Complete the table below:

What is the pH of the solution created by combining 0.70 mL of the 0.10 M NaOH(aq) with 8.00 mL of the 0.10 M HCl(aq)? with 8.00 mL of the 0.10 M HC2H3O2(aq)?
mL NaOH: 0.70
pH w/ HCl: 1.08
pH wHC2H3O2: 3.23

Complete the table below:
What are the pH values if you take into account that the 8.00 mL of 0.10 M Acid was first diluted with 100 mL of water (like it will be in the experiment you perform in lab)?
mL NaOH: 0.70
pH w/ HCl: 2.14
pH w/ HC2H3O2: ???

I got everything except for the 2nd pH w/ HC2H3O2. Please help!!

On the first part I agree with your answer of 1.08 but I obtained 3.73 if acetic acid is substituted for HCl.

For the second part, I don't agree with 2.14. I found 2.17. My guess is you did 0.73/100 mL = pH 2.14 but it should be 0.73/108.7 = pH 2.17.
If acetic acid is substituted for HCl in the second part, the addition of 100 mL water will not change the pH from what it was in the first part. Here is how I did the first part.

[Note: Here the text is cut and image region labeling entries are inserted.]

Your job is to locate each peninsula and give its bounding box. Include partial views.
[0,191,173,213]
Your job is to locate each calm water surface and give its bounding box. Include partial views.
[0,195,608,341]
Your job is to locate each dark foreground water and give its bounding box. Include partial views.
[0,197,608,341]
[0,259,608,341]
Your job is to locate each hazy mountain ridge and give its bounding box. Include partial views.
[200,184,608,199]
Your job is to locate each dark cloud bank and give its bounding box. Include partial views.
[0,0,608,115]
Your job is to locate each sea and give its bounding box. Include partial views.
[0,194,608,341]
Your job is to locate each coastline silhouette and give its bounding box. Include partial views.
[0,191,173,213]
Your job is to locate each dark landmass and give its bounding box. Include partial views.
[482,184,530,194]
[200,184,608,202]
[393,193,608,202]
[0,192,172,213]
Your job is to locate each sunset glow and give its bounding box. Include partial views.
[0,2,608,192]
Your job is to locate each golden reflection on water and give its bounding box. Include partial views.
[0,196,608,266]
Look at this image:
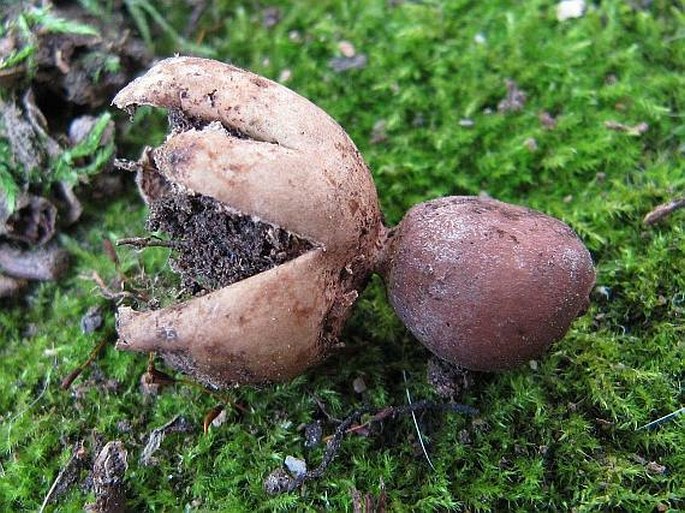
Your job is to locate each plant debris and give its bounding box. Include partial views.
[264,401,478,495]
[39,440,90,513]
[426,356,473,400]
[140,415,193,467]
[642,198,685,226]
[0,1,150,295]
[0,274,26,299]
[84,440,128,513]
[350,480,388,513]
[604,120,649,137]
[328,53,368,73]
[79,306,102,334]
[497,79,526,113]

HAc = acetic acid.
............HAc + NaOH ==> NaAc + H2O
initial....0.800...0........0......0
add................0.07.............
change.....-0.07...-0.07..+0.07..+.07
equil......0.73......0.....0.07...0.07

pH = pKa + log(Ac^-)/(HAc)
pH = 4.76+log(0.07/0.73)
pH = 3.74

To find the pH value when combining 0.70 mL of 0.10 M NaOH(aq) with 8.00 mL of 0.10 M HC2H3O2(aq) that has been diluted with 100 mL of water, we need to use the concept of dilution and the equation for the pH of a weak acid.

The first step is to calculate the concentration of the acid after dilution.

The initial concentration of HC2H3O2 is 0.10 M. However, when we dilute it with 100 mL of water, the volume increases to 8.00 mL + 100 mL = 108 mL.

Using the equation for dilution, we can calculate the final concentration of HC2H3O2:

C1V1 = C2V2

where:
C1 = initial concentration
V1 = initial volume
C2 = final concentration
V2 = final volume

0.10 M × 8.00 mL = C2 × 108 mL

C2 = (0.10 M × 8.00 mL) / 108 mL

C2 ≈ 0.0074 M

So, after dilution, the concentration of HC2H3O2 is approximately 0.0074 M.

Next, we can calculate the pH using the equation for the pH of a weak acid:

pH = pKa + log ([A-] / [HA])

In this equation, pKa is the negative logarithm of the acid dissociation constant, [A-] is the concentration of the conjugate base, and [HA] is the concentration of the acid.

In this case, HC2H3O2 is a weak acid, and its conjugate base is the acetate ion (C2H3O2-). The pKa value of acetic acid (HC2H3O2) is approximately 4.75.

Therefore, the equation becomes:

pH = 4.75 + log ([C2H3O2-] / [HC2H3O2])

Substituting the concentrations:

pH = 4.75 + log (0.0074 M / 0.0074 M)

pH = 4.75 + log (1)

pH = 4.75 + 0

pH = 4.75

So, the pH value of the solution created by combining 0.70 mL of 0.10 M NaOH(aq) with 8.00 mL of 0.10 M HC2H3O2(aq) that has been diluted with 100 mL of water is approximately 4.75.